Comparative Example 4

A first electrode of Comparative Example 4 was prepared in the same manner as in the first electrode of Example 1.

A battery as a test cell of Comparative Example 4 was prepared in the same manner as in the battery of Example 1 except that a solution prepared by dissolving LiPF₆in a solvent mixture of ethylene carbonate (EC) at a concentration of 1.0 mol/L was used as an electrolytic solution. The solvent mixture was a mixture of EC and MEC at a volume ratio of 1:1 (EC:MEC).
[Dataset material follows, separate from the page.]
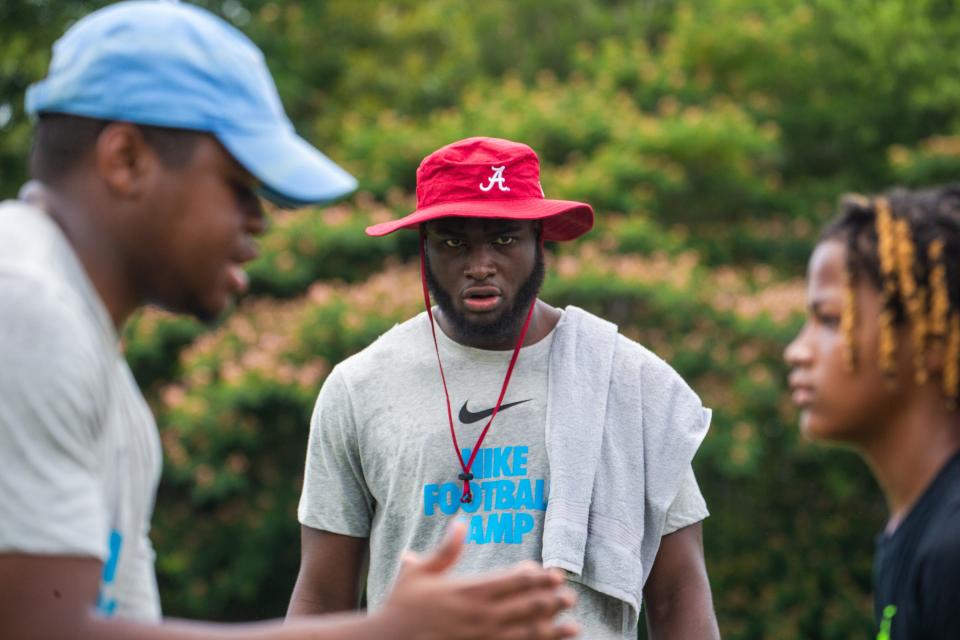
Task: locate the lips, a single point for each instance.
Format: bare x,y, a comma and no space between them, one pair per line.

<Charge-Discharge Cycle Test>

The test cell prepared in Comparative Example 4 was subjected to a charge-discharge cycle test in the same manner as in Example 1. Note that the discharge termination voltage was changed to 1.4 V. As shown in FIG. 4, in the battery according to Comparative Example 4, the discharge capacity started to decrease at the fifth cycle of charging and discharging, and decreased to about ⅕ of the initial discharge capacity at the tenth cycle of charging and discharging.

The above results of Examples 1 and 2, and Comparative Examples 1 to 4 show that a battery produced by using an electrolytic solution containing at least one selected from the group consisting of VC and FEC can have good cycle characteristics, even when an electrode containing an active material layer containing Bi as a main component of an active material is used.

INDUSTRIAL APPLICABILITY

The battery of the present disclosure is used as, for example, a lithium secondary battery.

REFERENCE MARKS IN THE DRAWINGS

- 1000 battery
- 100 current collector
- 101 first electrode
- 102 electrolytic solution
- 103 second electrode
- 104 active material layer
- 105 current collector
- 106 active material layer
- 107 separator
- 108 exterior

Claims

1. A battery comprising:

a first electrode;

a second electrode; and

an electrolytic solution,

wherein

the first electrode comprises a current collector and an active material layer,

the active material layer contains Bi as a main component of an active material, and

the electrolytic solution contains at least one selected from the group consisting of vinylene carbonate and fluoroethylene carbonate.

2. The battery according to claim 1, wherein the active material has a density of from 6.0 g/cm3 to 9.8 g/cm3, inclusive,

wherein when the first electrode is a negative electrode, the density of the active material is a density of the active material of the battery in a fully discharged state, and when the first electrode is a positive electrode, the density of the active material is a density of the active material of the battery in a fully charged state.

3. The battery according to claim 2, wherein the density of the active material is from 7.5 g/cm3 to 9.8 g/cm3, inclusive.

4. The battery according to claim 1, wherein, in an X-ray diffraction pattern of the active material layer, the X-ray diffraction pattern of the active material layer being obtained by surface X-ray diffraction measurement using a Cu-Kα ray, an intensity ratio I(2)/I(1) of an intensity I(2) to an intensity I(1) is more than or equal to 0.29, where the intensity I(1) is a height intensity of a maximum peak present in a range of a diffraction angle 2θ of from 26° to 28°, inclusive, and the intensity I(2) is a height intensity of a maximum peak present in a range of a diffraction angle 2θ of from 37° to 39°, inclusive.

5. The battery according to claim 4, wherein the intensity ratio I(2)/I(1) is less than or equal to 0.57.

6. The battery according to claim 1, wherein the active material layer contains a Bi simple substance.

7. The battery according to claim 1, wherein the active material layer contains at least one selected from the group consisting of LiBi and Li3Bi.

8. The battery according to claim 1, wherein the active material layer contains only a Bi simple substance as an active material.

9. The battery according to claim 1, wherein the current collector contains Cu.

10. The battery according to claim 1, wherein the active material layer is a plating layer.

11. The battery according to claim 1, wherein

the first electrode is a negative electrode, and

the second electrode is a positive electrode.